A: Many substances including alcohol, nicotine, and other drugs of abuse can have negative effects on the developing fetus because they are transferred to the fetus across the placenta. For example, nicotine has been connected with premature birth and low birth weight as has the use of cocaine. Whether a baby's health problems, if caused by a drug, will continue as the child grows, is not always known. Research does show that children born to mothers who used marijuana regularly during pregnancy may have trouble concentrating, even when older. Our research continues to produce insights on the effects of drug abuse on the fetus.
Q: Is it safe to drink alcohol during pregnancy?

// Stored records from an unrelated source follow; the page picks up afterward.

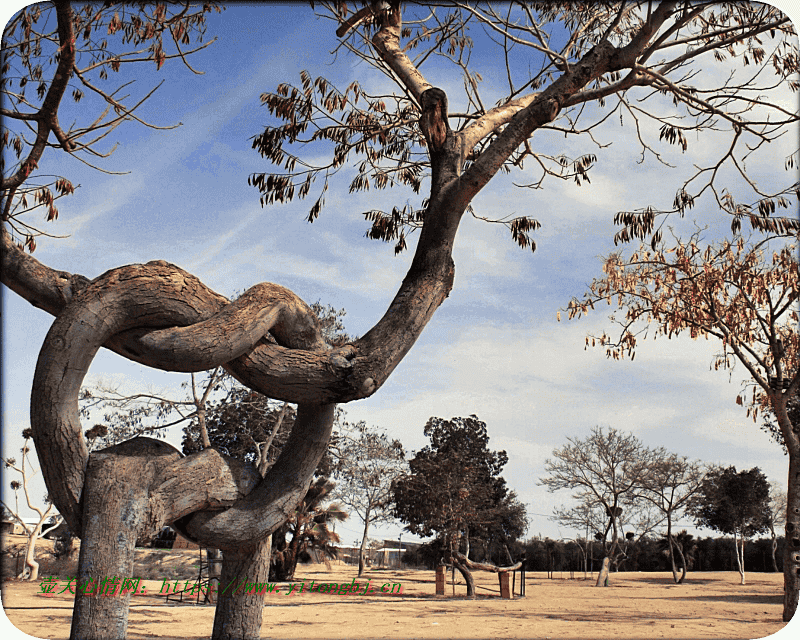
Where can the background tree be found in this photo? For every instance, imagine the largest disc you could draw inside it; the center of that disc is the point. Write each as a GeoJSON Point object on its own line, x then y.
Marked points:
{"type": "Point", "coordinates": [626, 53]}
{"type": "Point", "coordinates": [367, 462]}
{"type": "Point", "coordinates": [739, 294]}
{"type": "Point", "coordinates": [734, 503]}
{"type": "Point", "coordinates": [777, 518]}
{"type": "Point", "coordinates": [24, 469]}
{"type": "Point", "coordinates": [454, 489]}
{"type": "Point", "coordinates": [607, 471]}
{"type": "Point", "coordinates": [670, 486]}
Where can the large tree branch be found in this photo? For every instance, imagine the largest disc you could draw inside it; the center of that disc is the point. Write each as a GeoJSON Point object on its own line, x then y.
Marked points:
{"type": "Point", "coordinates": [387, 42]}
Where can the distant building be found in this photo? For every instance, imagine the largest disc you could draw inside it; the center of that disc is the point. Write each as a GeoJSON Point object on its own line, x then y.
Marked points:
{"type": "Point", "coordinates": [11, 527]}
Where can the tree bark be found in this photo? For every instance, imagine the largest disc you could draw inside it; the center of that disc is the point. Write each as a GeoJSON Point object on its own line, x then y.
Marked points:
{"type": "Point", "coordinates": [31, 569]}
{"type": "Point", "coordinates": [791, 557]}
{"type": "Point", "coordinates": [679, 549]}
{"type": "Point", "coordinates": [240, 602]}
{"type": "Point", "coordinates": [773, 547]}
{"type": "Point", "coordinates": [116, 514]}
{"type": "Point", "coordinates": [363, 543]}
{"type": "Point", "coordinates": [739, 558]}
{"type": "Point", "coordinates": [462, 568]}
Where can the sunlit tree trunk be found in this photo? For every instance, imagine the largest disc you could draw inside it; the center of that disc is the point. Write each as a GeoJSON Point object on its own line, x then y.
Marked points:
{"type": "Point", "coordinates": [363, 543]}
{"type": "Point", "coordinates": [791, 557]}
{"type": "Point", "coordinates": [240, 601]}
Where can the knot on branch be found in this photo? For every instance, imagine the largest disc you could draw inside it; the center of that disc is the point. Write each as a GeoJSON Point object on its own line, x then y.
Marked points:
{"type": "Point", "coordinates": [433, 120]}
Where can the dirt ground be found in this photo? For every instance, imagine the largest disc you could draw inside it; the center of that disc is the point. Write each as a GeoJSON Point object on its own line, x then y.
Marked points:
{"type": "Point", "coordinates": [636, 605]}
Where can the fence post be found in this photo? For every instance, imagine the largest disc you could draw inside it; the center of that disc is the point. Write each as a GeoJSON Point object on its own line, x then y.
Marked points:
{"type": "Point", "coordinates": [505, 585]}
{"type": "Point", "coordinates": [440, 579]}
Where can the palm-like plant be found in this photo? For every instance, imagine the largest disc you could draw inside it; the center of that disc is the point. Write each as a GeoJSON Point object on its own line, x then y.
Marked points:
{"type": "Point", "coordinates": [309, 527]}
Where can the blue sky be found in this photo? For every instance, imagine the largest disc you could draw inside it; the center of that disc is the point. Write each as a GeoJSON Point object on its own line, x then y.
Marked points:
{"type": "Point", "coordinates": [493, 349]}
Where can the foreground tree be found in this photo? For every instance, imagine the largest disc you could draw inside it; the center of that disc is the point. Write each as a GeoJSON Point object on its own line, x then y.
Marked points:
{"type": "Point", "coordinates": [607, 472]}
{"type": "Point", "coordinates": [736, 504]}
{"type": "Point", "coordinates": [454, 489]}
{"type": "Point", "coordinates": [743, 296]}
{"type": "Point", "coordinates": [367, 464]}
{"type": "Point", "coordinates": [159, 315]}
{"type": "Point", "coordinates": [37, 531]}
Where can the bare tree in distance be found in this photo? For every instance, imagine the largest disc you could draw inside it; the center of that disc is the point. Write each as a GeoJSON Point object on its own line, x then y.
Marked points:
{"type": "Point", "coordinates": [31, 569]}
{"type": "Point", "coordinates": [640, 61]}
{"type": "Point", "coordinates": [606, 471]}
{"type": "Point", "coordinates": [744, 294]}
{"type": "Point", "coordinates": [367, 464]}
{"type": "Point", "coordinates": [672, 484]}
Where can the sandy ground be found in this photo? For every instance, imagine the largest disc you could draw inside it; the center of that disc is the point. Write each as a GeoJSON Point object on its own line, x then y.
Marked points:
{"type": "Point", "coordinates": [636, 605]}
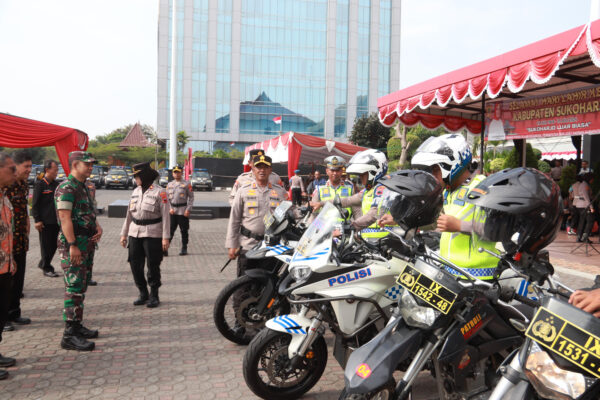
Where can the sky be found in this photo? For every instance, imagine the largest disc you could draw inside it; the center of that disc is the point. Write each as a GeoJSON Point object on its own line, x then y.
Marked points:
{"type": "Point", "coordinates": [91, 64]}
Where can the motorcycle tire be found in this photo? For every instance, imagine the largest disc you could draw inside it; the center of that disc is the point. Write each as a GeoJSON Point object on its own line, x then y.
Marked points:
{"type": "Point", "coordinates": [385, 392]}
{"type": "Point", "coordinates": [240, 327]}
{"type": "Point", "coordinates": [265, 362]}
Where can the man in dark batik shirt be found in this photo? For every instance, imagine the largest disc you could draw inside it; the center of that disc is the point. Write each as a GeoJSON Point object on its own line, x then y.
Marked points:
{"type": "Point", "coordinates": [18, 194]}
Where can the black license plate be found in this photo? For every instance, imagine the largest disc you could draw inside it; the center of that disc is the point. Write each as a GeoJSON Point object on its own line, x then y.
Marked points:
{"type": "Point", "coordinates": [427, 289]}
{"type": "Point", "coordinates": [566, 339]}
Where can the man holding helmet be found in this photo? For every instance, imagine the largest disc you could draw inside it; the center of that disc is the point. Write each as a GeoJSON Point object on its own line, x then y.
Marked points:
{"type": "Point", "coordinates": [370, 166]}
{"type": "Point", "coordinates": [448, 158]}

A: Any pregnant woman who drinks alcohol is at risk of having a child with an FASD, regardless of her education, income, or ethnicity. Pregnant women and women planning to get pregnant should not drink. Pregnant women who are drinking should stop at once to reduce the risk of harming their fetus. Alcohol can harm a fetus at any time, even before a woman knows she’s pregnant. Women who are nursing also should not drink. Alcohol can pass through breast milk to the baby. No amount of alcohol is safe during pregnancy or nursing.
“Fetal alcohol spectrum disorders” (FASD) is an umbrella term describing the range of effects that can occur in an individual whose mother drank alcohol during pregnancy. These effects may include physical, mental, behavioral, and/or learning disabilities with lifelong implications. The term FASD is not intended for use as a clinical diagnosis. It refers to conditions such as fetal alcohol syndrome (FAS), alcohol-related neuro-developmental disorder (ARND), and alcohol-related birth defects (ARBD).